Incident Report for Sauce Labs

Postmortem

Dates:

Thursday January 5th 2023, 11:25 - 14:45 UTC

What happened:

Roughly 30 minutes after a RDC deployment, our internal device availability dashboards started showing a sharp drop in available iOS devices. We were alerted to this drop and noticed that our iOS device availability was down to ~50%. During this time, customers would have seen the affected devices as “busy” or otherwise unavailable, but existing sessions (started before the deployment) were not affected.

Why it happened:

iOS devices gradually became unavailable after an RDC deployment because the service responsible for device cleaning failed, and non-clean devices could not be made available to users. The device cleaning failed due to a spike in requests to the app resigner service causing internal iOS apps installed during device cleaning to fail. This was because these internal iOS apps were not properly cached after the deployment.

How we fixed it:

We immediately rolled back to the previous RDC version (before identifying the culprit) since the issue was correlated with a deployment.

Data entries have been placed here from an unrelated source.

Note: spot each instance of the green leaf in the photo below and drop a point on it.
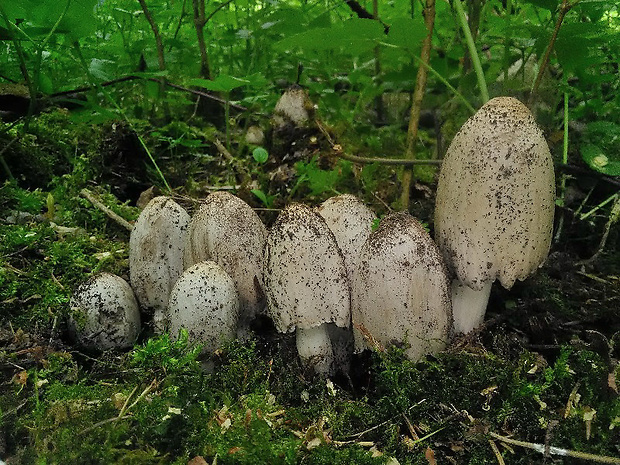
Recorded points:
(596, 159)
(546, 4)
(352, 37)
(260, 155)
(407, 33)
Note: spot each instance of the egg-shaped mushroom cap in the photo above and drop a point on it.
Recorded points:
(204, 301)
(351, 222)
(226, 230)
(495, 196)
(156, 248)
(305, 276)
(401, 292)
(104, 313)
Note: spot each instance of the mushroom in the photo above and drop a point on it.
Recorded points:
(401, 292)
(351, 222)
(204, 301)
(294, 107)
(226, 230)
(306, 283)
(495, 205)
(156, 255)
(104, 313)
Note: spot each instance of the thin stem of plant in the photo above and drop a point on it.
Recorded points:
(565, 7)
(471, 46)
(416, 106)
(557, 450)
(340, 153)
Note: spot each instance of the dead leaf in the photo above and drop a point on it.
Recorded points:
(429, 454)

It is unclear (but also unlikely) to have fixed the issue entirely, as the resigner service was already in an unrecoverable state.

Disk space on the resigner cache server was 100% utilized, and the web server was throwing HTTP 500 error responses. This was cleared to make more space, and the web server was restarted. After this, requests to resigner service were still high but were gradually being processed, and device availability was recovering.

What we are doing to prevent it from happening again:

We are looking at better monitoring and management of the cache server and resigner service.

Posted Jan 27, 2023 - 09:30 UTC

Resolved

After taking remedial action, availability of our iOS real devices has returned to normal levels. This issue is now resolved, all services are fully operational.

Posted Jan 05, 2023 - 14:10 UTC

Monitoring

After taking remedial action, we are seeing improved availability in our iOS real devices for our US-West-1 & EU-Central-1 datacenters. We are currently monitoring.

Posted Jan 05, 2023 - 13:43 UTC

Investigating

We are currently experiencing decreased availability in our iOS real devices in both our US-West-1 & EU-Central-1 datacenters. We are investigating

Posted Jan 05, 2023 - 12:43 UTC

This incident affected: Automated Real Device Testing (US-West, EU-Central) and Live Real Device Testing (US-West, EU-Central).